Column One: Victorious `Butterfly' comes down from the trees

WAVERING BETWEEN laughter and tears, Julia "Butterfly" Hill fell into the arms of her father at the base of her 200ft tree and made the three-mile walk back to the nearest highway barefoot, using a cane to help revive the leg muscles that have gone unused for so long.

"I haven't seen one of those in two years," she said, as she was guided into a chair for an impromptu roadside reunion with supporters. "It feels weird sitting down." The environmentalist had spent two years perched in a redwood to protest at the aggressive logging of some of California's oldest forests. She came back down to earth at the weekend after being promised that her tree and surrounding ancient redwoods would remain unfelled.

During her tree-sit, the longest undertaken, Ms Hill, 25, attracted worldwide attention to the activities of the Pacific Lumber company, which has tripled clearance in the past few years, stripping the hills of Humboldt County, north California, of some of the oldest trees on the planet.

Ms Hill's tree, which she called Luna, overlooks Stafford village, wiped out by a landslide three years ago. Environmentalists say it was another result of the company's "clear-cutting" policies, along with threats to endangered species and silting of salmon rivers.

Ms Hill, a drifting preacher's daughter from Arkansas, began her tree- sit shortly after setting eyes on the redwood forests for the first time. With only a 6ft-by-8ft plywood platform for support, she subsisted on an uncooked vegan diet and used layers of clothing to survive the winter winds and cold. Her main link was her mobile phone, which she used for interviews, and a group of supporters who replenished supplies and took away her waste every few days.

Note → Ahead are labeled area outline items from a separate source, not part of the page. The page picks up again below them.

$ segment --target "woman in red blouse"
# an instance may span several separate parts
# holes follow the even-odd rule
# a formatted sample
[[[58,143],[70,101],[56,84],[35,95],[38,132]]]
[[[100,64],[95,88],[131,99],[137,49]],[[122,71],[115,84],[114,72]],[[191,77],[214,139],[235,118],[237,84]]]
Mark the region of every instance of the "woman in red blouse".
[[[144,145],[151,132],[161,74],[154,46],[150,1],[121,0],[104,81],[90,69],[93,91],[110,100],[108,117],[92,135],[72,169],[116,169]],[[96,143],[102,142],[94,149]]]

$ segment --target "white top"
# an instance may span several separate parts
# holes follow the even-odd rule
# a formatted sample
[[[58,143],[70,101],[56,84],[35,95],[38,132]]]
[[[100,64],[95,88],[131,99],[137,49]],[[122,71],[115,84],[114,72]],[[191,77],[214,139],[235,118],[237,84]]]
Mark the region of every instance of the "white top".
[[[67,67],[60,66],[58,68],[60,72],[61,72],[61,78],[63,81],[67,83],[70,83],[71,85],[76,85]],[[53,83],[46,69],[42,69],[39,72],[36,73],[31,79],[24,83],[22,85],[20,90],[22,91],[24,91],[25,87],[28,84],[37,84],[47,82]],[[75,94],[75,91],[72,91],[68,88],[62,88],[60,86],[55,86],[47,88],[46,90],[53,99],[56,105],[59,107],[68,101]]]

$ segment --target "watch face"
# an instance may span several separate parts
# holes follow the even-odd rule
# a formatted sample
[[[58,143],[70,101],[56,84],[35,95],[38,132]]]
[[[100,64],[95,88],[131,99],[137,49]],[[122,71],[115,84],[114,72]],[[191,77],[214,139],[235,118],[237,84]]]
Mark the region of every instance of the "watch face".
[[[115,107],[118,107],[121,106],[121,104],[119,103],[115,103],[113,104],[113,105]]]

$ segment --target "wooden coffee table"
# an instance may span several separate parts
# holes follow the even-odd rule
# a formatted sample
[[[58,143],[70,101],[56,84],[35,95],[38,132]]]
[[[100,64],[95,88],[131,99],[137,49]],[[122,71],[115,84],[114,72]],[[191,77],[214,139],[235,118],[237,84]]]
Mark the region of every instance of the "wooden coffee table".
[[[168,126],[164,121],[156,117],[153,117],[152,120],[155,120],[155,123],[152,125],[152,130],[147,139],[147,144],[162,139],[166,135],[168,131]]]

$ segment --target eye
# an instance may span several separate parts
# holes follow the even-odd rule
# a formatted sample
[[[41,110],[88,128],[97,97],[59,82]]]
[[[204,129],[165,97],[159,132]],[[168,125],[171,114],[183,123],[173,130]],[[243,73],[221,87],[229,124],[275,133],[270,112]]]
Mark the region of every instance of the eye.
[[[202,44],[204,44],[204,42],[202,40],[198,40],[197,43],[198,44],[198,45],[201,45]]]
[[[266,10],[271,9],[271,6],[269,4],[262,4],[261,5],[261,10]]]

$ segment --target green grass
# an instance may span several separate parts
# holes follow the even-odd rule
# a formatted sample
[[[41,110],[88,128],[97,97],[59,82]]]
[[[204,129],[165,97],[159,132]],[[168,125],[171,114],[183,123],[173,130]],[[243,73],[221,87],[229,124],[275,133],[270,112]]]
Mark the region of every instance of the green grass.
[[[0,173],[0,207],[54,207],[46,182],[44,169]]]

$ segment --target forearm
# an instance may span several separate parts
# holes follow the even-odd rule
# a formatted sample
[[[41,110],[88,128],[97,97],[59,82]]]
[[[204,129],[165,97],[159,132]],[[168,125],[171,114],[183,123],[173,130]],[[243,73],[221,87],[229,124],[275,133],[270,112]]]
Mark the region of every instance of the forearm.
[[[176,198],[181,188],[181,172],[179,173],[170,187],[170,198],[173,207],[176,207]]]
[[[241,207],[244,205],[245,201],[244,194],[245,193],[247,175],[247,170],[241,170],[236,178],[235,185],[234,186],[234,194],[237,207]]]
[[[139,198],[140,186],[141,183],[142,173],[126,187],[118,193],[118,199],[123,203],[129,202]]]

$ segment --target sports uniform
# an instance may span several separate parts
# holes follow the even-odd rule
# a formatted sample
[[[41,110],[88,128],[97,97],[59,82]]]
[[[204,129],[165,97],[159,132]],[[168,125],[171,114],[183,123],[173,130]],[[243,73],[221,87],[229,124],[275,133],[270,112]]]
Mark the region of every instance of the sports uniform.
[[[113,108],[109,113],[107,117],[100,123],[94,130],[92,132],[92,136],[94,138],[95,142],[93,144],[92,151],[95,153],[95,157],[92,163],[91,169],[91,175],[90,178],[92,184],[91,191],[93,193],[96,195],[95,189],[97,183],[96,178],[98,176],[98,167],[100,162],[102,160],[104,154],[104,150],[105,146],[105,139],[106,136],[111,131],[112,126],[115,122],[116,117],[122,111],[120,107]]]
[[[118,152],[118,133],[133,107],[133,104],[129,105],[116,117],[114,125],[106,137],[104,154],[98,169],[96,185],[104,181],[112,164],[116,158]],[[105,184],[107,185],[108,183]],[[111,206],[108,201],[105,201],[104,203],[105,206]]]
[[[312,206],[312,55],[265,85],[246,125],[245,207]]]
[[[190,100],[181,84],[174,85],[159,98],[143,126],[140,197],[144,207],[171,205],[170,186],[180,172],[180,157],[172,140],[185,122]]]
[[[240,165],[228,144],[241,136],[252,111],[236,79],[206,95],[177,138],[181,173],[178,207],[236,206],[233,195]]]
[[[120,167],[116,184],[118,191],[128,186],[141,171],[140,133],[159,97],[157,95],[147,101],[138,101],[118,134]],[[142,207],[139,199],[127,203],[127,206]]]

"I wanted to do something for the forest,'' she said on Saturday. "There is no way to be in the presence of ancient beings without knowing something about ourselves.''

Her easy charm and remarkably intact sense of humour infuriated Pacific Lumber, which accused her of trespassing and threatened, in the early days, to use violence to remove her. She said they blared horns at her all night to deprive her of sleep and flew a helicopter perilously close to her perch in an effort to blow off her coverings.

But as her fame spread - she was visited by Bonnie Raitt, Joan Baez and Woody Harrelson, among others, and inspired several copy-cat tree-sits - the company had to agree to negotiate terms for her descent. Under the deal Ms Hill and an environmental trust, Sanctuary Forest, will pay $50,000 (pounds 31,250) for the right to preserve Luna and a 200ft ring of trees around it. They will also maintain visiting rights.

The money, raised from supporters and the advance on a book Ms Hill is writing, will not stay with Pacific Lumber but be donated to forestry research programmes at Humboldt State University. The only concession Ms Hill made was to agree never to undertake another tree-sit.